Szef rosyjskiej dyplomacji Siergiej Ławrow oświadczył w czwartek w rozmowie telefonicznej z sekretarzem stanu USA Johnem Kerrym, że Moskwa nie zrewiduje przyłączenia Krymu i decyzję tę należy respektować - poinformował rosyjski resort.
"Siergiej Ławrow podkreślił, że decyzja o przyłączeniu Krymu do Rosji jest rezultatem wyrażenia woli absolutnej większości mieszkańców (Krymu), nie podlega ona rewizji i musi być respektowana" - głosi komunikat rosyjskiej dyplomacji.
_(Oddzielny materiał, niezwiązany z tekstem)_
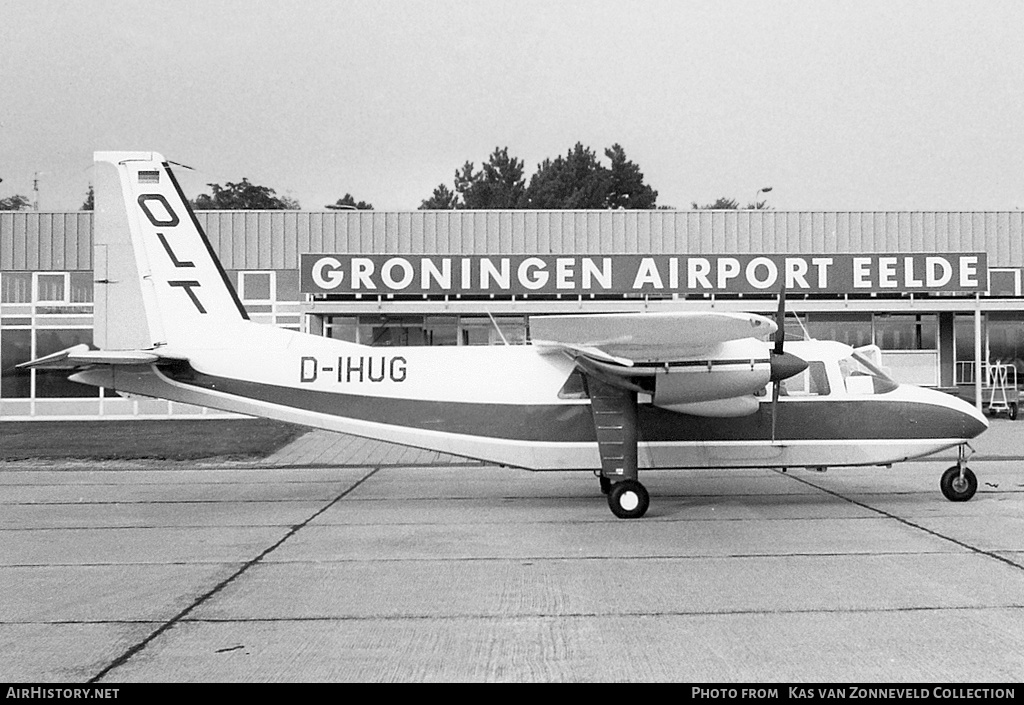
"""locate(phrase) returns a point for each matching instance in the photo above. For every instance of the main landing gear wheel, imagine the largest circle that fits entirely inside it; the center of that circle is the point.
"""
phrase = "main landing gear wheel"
(955, 488)
(629, 499)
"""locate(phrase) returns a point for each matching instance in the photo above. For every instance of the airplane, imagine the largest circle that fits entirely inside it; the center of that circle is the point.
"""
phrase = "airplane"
(609, 392)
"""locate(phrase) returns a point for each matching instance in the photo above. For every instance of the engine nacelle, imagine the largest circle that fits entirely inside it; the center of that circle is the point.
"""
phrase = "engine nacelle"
(720, 408)
(736, 368)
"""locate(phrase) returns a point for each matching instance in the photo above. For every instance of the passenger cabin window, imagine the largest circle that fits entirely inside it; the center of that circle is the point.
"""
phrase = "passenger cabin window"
(862, 377)
(811, 382)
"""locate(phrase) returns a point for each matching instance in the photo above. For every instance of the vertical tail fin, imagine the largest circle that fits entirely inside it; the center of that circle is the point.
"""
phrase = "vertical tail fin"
(187, 298)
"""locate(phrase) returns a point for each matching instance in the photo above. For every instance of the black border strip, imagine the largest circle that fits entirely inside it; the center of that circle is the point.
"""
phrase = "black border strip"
(206, 241)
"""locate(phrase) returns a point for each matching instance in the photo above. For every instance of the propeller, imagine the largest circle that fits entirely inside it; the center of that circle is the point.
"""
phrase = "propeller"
(783, 365)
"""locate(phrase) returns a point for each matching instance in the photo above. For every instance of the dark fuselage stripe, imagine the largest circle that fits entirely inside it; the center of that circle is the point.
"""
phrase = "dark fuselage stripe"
(806, 420)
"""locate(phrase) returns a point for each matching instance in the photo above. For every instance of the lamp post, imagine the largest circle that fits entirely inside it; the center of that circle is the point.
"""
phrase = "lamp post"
(760, 191)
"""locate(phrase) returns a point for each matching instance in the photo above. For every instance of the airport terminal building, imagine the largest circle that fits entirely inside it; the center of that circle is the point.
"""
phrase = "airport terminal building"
(938, 292)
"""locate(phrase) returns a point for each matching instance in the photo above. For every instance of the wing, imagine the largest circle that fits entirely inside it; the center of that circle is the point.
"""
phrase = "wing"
(631, 338)
(707, 363)
(80, 356)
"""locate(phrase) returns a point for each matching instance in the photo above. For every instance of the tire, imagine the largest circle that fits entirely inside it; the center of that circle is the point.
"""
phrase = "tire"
(956, 490)
(629, 499)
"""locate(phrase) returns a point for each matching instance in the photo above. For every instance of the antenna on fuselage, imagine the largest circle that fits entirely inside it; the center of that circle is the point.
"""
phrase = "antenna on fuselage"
(495, 324)
(783, 365)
Wcześniej Kerry powiedział dziennikarzom, że Departament Stanu próbuje zaaranżować spotkanie z Ławrowem na marginesie szczytu w sprawie bezpieczeństwa atomowego, który odbędzie się w przyszłym tygodniu w Hadze.
Duma Państwowa, izba niższa parlamentu Rosji, ratyfikowała w czwartek traktat o przyjęciu Republiki Krymu do Federacji Rosyjskiej. Ratyfikowała też federalną ustawę konstytucyjną o utworzeniu w FR dwóch nowych podmiotów - Republiki Krymu i Sewastopola.